I received a “hi, how are you email” from a friend in Stockholm the other day.
Co-incidentally, I’ve been thinking about Stockholm a little bit lately. In fact, I’ve also been having a few dreams about Stockholm lately. In the latest, I was in Stockholm in the middle of summer and checking into an hotel. Almost as soon as I’d checked into the hotel, I received a phone call from someone back in Sydney telling me my apartment was on fire.
“I could read a lot into that dream”, my friend told me in a later email. She’s right, you know.
Every time I visit Stockholm another friend asks me the question, “Have you got it out of your system?”. My reply is usually, “No, not at all. In fact I think it’s getting worse”.
This “journey” of mine goes back many years, but only really solidified when I went travelling for several months in 2008. The combination of a healthy tax return and a feeling of being burnt-out resulted in a sudden and deliberate decision (perhaps) to run away from my life here and to discover some new adventures. It was one of those life-changing experiences. Since then, travel has become a much more important part of my life, I feel I have a better balance between life and work, and I’ve found myself on a life journey which has taken me back to Sweden a further three times (2010, 2011 and 2013).

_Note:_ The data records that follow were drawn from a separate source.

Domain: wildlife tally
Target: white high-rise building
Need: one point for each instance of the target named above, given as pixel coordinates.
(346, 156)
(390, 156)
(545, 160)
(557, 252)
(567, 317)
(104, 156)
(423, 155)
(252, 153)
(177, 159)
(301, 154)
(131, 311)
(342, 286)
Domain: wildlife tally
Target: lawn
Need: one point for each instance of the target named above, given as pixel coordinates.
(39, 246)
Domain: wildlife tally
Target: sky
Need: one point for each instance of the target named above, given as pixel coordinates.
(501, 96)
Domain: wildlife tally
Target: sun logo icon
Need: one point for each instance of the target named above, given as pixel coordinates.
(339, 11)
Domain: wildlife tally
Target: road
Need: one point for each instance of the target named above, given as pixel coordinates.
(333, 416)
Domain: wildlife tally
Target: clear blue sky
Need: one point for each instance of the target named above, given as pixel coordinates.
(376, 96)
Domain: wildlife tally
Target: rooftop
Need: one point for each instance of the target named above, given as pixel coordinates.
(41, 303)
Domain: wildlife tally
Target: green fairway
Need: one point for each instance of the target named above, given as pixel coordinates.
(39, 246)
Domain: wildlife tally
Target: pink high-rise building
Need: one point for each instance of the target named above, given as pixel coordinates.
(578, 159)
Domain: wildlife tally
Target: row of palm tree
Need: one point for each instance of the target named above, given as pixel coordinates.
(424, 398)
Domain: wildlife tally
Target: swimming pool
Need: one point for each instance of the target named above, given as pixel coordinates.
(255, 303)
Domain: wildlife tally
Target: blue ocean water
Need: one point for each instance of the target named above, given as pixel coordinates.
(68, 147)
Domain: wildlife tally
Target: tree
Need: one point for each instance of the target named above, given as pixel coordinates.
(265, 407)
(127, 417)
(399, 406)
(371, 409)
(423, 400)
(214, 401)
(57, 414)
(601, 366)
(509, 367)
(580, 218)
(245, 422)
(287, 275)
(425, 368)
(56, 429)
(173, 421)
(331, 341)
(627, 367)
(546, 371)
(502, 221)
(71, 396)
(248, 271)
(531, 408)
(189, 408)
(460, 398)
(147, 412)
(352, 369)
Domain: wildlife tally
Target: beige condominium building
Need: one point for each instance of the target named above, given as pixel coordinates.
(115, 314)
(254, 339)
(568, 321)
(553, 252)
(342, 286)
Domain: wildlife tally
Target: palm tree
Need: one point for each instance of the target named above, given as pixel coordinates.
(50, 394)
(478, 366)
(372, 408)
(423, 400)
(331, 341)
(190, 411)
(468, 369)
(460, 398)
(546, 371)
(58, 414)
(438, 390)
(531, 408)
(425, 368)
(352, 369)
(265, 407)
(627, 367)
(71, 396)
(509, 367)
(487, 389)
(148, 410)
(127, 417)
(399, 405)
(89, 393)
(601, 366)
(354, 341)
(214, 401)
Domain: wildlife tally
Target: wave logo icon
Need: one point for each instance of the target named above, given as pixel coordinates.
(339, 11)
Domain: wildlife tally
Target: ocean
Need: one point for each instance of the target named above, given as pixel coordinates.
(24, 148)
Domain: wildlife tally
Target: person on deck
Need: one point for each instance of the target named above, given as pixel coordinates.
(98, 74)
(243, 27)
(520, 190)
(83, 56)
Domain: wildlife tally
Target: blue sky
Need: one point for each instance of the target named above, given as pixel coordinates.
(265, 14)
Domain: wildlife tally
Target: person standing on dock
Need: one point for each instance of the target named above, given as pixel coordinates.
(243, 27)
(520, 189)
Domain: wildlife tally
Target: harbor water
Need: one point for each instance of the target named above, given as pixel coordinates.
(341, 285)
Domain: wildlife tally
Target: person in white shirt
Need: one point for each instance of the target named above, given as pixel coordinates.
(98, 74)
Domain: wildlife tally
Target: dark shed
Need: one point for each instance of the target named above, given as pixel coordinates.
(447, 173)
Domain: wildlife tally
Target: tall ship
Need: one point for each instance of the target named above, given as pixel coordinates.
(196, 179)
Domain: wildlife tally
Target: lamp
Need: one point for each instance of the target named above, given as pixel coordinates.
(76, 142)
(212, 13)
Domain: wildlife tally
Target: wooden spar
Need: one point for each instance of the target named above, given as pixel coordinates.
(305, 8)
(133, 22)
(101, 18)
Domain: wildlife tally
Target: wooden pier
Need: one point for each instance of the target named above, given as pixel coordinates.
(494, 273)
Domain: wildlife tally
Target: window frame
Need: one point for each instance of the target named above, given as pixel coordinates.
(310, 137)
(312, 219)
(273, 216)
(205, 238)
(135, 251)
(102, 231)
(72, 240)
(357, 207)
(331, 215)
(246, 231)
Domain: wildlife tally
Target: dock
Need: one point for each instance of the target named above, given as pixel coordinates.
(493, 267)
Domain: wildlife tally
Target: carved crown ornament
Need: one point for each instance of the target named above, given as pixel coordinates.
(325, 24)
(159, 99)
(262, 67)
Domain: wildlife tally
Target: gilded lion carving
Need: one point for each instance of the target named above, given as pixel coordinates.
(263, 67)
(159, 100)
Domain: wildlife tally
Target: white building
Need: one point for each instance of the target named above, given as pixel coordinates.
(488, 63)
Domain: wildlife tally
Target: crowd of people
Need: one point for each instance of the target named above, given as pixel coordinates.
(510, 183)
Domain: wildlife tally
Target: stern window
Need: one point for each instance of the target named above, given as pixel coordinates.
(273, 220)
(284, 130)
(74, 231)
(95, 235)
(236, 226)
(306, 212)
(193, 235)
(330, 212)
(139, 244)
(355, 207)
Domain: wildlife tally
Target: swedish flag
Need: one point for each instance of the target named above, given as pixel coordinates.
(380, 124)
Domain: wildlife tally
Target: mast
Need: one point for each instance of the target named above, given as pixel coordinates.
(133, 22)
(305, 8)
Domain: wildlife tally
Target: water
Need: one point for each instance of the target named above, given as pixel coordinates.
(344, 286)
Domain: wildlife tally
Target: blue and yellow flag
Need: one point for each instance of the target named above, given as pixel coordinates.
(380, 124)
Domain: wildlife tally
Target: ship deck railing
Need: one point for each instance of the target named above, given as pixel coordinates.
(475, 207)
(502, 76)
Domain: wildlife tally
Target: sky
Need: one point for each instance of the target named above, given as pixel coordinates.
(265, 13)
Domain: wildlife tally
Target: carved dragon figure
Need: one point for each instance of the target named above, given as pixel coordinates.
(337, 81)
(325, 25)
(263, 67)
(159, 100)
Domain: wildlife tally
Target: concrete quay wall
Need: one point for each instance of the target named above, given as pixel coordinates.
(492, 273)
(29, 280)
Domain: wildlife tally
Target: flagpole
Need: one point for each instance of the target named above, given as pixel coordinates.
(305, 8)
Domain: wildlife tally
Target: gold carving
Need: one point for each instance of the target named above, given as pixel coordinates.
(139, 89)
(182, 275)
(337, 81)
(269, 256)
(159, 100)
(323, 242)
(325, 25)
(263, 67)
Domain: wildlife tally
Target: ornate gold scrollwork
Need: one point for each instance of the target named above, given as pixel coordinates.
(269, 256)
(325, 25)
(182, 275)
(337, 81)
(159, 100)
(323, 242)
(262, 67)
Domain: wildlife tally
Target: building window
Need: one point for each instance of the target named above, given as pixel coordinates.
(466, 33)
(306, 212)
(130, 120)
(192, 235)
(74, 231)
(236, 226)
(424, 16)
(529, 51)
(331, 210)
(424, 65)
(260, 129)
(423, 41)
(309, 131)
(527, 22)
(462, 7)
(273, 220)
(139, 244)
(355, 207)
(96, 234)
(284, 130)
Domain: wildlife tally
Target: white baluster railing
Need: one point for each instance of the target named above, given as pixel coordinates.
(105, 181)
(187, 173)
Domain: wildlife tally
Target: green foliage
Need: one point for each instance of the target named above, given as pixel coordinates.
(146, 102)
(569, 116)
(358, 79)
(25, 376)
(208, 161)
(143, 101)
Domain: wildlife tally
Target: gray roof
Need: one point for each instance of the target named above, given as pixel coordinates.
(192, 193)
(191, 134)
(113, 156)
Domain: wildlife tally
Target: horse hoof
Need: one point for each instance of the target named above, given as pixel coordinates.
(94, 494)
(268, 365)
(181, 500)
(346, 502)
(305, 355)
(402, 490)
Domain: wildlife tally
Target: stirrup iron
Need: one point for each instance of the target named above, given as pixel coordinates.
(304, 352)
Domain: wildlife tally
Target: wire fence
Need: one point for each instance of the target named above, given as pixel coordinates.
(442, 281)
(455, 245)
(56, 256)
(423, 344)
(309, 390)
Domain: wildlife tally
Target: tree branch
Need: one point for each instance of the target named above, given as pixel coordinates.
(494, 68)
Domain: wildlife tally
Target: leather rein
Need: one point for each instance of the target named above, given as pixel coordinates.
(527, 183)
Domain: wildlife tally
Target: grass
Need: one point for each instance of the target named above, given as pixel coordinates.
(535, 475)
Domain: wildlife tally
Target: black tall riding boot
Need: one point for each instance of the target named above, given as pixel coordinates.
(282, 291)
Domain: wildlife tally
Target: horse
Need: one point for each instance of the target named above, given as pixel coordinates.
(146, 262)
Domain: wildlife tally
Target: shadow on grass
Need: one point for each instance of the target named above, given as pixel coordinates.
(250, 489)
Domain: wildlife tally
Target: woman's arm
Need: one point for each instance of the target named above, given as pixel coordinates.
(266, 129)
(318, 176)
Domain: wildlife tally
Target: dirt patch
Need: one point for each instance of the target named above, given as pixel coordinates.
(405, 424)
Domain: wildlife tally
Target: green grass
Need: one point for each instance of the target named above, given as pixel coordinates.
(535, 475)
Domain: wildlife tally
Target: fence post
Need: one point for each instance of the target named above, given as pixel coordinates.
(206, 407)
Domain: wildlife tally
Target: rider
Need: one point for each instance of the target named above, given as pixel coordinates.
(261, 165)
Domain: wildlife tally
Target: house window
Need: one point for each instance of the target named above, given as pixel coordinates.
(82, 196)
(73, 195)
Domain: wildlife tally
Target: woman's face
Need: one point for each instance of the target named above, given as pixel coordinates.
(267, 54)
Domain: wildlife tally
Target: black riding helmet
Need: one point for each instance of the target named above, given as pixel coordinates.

I’m not sure if it’s Sweden or Stockholm in particular, though. I think Sweden’s great, but when I’m in Stockholm I feel really, really happy.
No doubt part of it has to do with being on holiday, and all of the joy that usually brings. On a deeper level, I suspect there’s also an underlying feeling that I’m not entirely happy with everything in my life.
Or maybe it’s just that Stockholm is a great place?